III.1.  Jurisprudencia constitucional respecto a la motivación y fundamentación de las resoluciones como elementos configuradores del debido proceso

           En virtud a lo dispuesto por los arts. 115. II y 117. I de la CPE; y, a partir de la interpretación de los arts. 8 de la Convención Americana sobre Derechos Humanos y 14 del PIDCP, la jurisprudencia constitucional ha identificado los elementos configuradores del debido proceso. En este sentido, la exigencia de una debida motivación y fundamentación de las resoluciones judiciales constituye un componente esencial del debido proceso. Al respecto, la SC 0758/2010-R de 2 de agosto, determinó lo siguiente: “La garantía del debido proceso, comprende entre uno de sus elementos la exigencia de la motivación de las resoluciones, lo que significa, que toda autoridad que conozca de un reclamo, solicitud o que dicte una resolución resolviendo una situación jurídica, debe ineludiblemente exponer los motivos que sustentan su decisión, para lo cual, también es necesario que exponga los hechos establecidos, si la problemática lo exige, de manera que el justiciable al momento de conocer la decisión del juzgador lea y comprenda la misma, pues la estructura de una resolución tanto en el fondo como en la forma, dejará pleno convencimiento a las partes de que se ha actuado no sólo de acuerdo a las normas sustantivas y procesales aplicables al caso, sino que también la decisión está regida por los principios y valores supremos rectores que rigen al juzgador, eliminándose cualquier interés y parcialidad, dando al administrado el pleno convencimiento de que no había otra forma de resolver los hechos juzgados sino de la forma en que se decidió.
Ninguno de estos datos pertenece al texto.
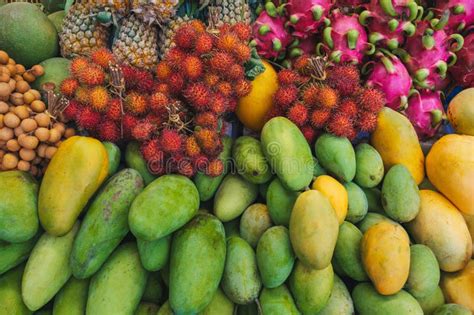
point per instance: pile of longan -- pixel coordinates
(29, 135)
Al contrario, cuando aquella motivación no existe y se emite únicamente la conclusión a la que se ha arribado, son razonables las dudas del justiciable en sentido de que los hechos no fueron juzgados conforme a los principios y valores supremos, vale decir, no se le convence que ha actuado con apego a la justicia, por lo mismo se le abren los canales que la Ley Fundamental le otorga para que en búsqueda de la justicia, acuda a este Tribunal como contralor de la misma, a fin de que dentro del proceso se observen sus derechos y garantías fundamentales, y así pueda obtener una resolución que ordene la restitución de dichos derechos y garantías…”.
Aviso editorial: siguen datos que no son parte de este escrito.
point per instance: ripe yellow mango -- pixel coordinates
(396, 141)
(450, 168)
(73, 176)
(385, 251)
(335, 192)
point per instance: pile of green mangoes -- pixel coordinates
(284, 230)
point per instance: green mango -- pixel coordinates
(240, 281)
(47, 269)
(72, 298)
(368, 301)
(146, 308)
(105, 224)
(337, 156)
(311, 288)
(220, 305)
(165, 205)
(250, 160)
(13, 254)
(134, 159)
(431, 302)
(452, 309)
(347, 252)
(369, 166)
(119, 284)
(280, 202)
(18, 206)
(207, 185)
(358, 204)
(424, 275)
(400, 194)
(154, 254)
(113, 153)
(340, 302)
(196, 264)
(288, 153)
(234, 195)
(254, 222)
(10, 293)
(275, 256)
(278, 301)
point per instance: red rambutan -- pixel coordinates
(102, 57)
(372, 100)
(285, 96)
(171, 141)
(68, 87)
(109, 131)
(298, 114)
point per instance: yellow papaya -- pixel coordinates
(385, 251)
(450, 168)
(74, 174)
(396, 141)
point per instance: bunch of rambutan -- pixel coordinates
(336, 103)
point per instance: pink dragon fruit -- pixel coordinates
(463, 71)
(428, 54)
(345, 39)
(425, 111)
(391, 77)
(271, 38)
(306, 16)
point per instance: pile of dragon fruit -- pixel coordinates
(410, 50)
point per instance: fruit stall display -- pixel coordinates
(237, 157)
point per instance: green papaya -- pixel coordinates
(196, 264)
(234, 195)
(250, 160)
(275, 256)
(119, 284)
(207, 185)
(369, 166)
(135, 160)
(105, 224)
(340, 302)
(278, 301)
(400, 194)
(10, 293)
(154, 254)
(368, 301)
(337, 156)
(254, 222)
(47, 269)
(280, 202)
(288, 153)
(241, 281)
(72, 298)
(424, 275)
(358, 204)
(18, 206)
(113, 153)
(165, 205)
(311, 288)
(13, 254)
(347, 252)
Dicho lo anterior, toda autoridad revestida de jurisdicción debe observar inexcusablemente el debido proceso, lo que entre otros aspectos implica motivar y fundamentar sus decisiones, permitiendo que el justiciable comprenda las razones, causas y motivos que guiaron a la autoridad encargada de impartir justicia, decidir en uno u otro sentido; asimismo, implica que la determinación judicial tenga sustento jurídico, lo que significa precisar las disposiciones legales en las que se fundamenta el fallo; por lo tanto, la exigencia de una debida fundamentación y motivación no puede ser remplazada por una mera relación de documentos o la simple mención de las alegaciones de los sujetos procesales, sino que, debe tener una explicación clara, precisa, certera y coherente, habida cuenta que: “…cuando un juez omite la motivación de una resolución, no sólo suprime una parte estructural de la misma, sino también en los hechos toma una decisión de hecho no de derecho que vulnera de manera flagrante el citado derecho que permite a las partes conocer cuáles son las razones para que se declare en tal o cual sentido; o lo que es lo mismo cuál es la ratio decidendi que llevó al Juez a tomar la decisión” (SC 0752/2002-R de 25 de junio).